The Reserve Bank considered a jumbo-sized interest rate rise, but in the end stuck to the script as it raised its benchmark rate and signalled there will be no let up in interest rate rises in its fight against inflation.
The Official Cash Rate (OCR) was lifted by 50 basis points to 3.5 percent, the highest level in more than seven years, and the eighth consecutive rise.
The rise had been expected as the central bank continued to combat 32-year high inflation.
However, a report of the monetary policy committee's meeting said a bigger rise had been debated.
"Some members highlighted that a larger increase in the OCR now would reduce the likelihood of a higher peak in the OCR being required," it said.
"Other members emphasised the degree of policy tightening delivered to date. Members also noted the lags in monetary policy transmission and a slow pass-through to retail interest rates.
"On balance, the committee agreed that a 50-basis point increase was appropriate at this meeting."
The final statement was a close repeat of recent decisions with the emphasis on the strength of the economy, the jobs market, household spending, and the need for "resolute" action to control high core inflation.
"Committee members agreed that monetary conditions needed to continue to tighten until they are confident there is sufficient restraint on spending to bring inflation back within its 1-3 percent per annum target range."
The MPC largely discounted falls in commodity prices, notably oil, as likely to bring down inflation, saying core measures of consumer inflation remained persistent.
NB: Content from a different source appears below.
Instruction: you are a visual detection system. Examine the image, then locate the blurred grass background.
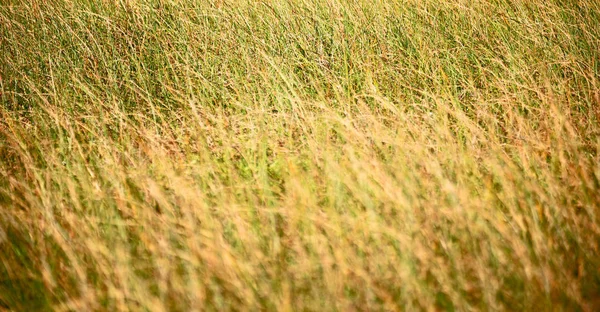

It also highlighted the global uncertainty and slowing growth outlook, while a fall in the New Zealand dollar has increased the risk of higher inflation.
Kiwibank chief economist Jarrod Kerr said the RBNZ had maintained a determined and resolute policy stance.
"Inflation needs to fall, and by quite a bit. The focus domestically is purely one of destructing demand to break the back of the inflation beast. More rate rises are required for mandates to be met."
He expected at least another 50bps increase to a peak of 4 percent, but acknowledged the risk of more.
The New Zealand dollar rose more than half a cent against the US dollar to a high of 58 cents on the back of the hawkish tone and clear signal of more rises to come.
Infometrics principal economist Brad Olsen told Checkpoint the squeeze would hit all those who have to re-fix their mortgage rates over the next year.
"Someone that might have fixed when the interest rate started with two percent, the fact that they're now going to be starting with a five percent number is going to be a hard hit.
"But let's be realistic, we still have the highest inflation in a generation in 32 years and we must bring that down and that's what the Reserve Bank is continuing to act to achieve."
Oslen said the rate hikes would add hundreds of dollars to a homeowner's mortgage repayments.
"It is a pretty sharp lift that you've seen and over the course of the year that can add up to thousands of extra dollars, realistically that means that if you're a household paying a few thousand dollars more on your mortgage someething else has got to give."
Affected households would likely have to take a more discretionary approach to spending on non-necessity items, Olsen said.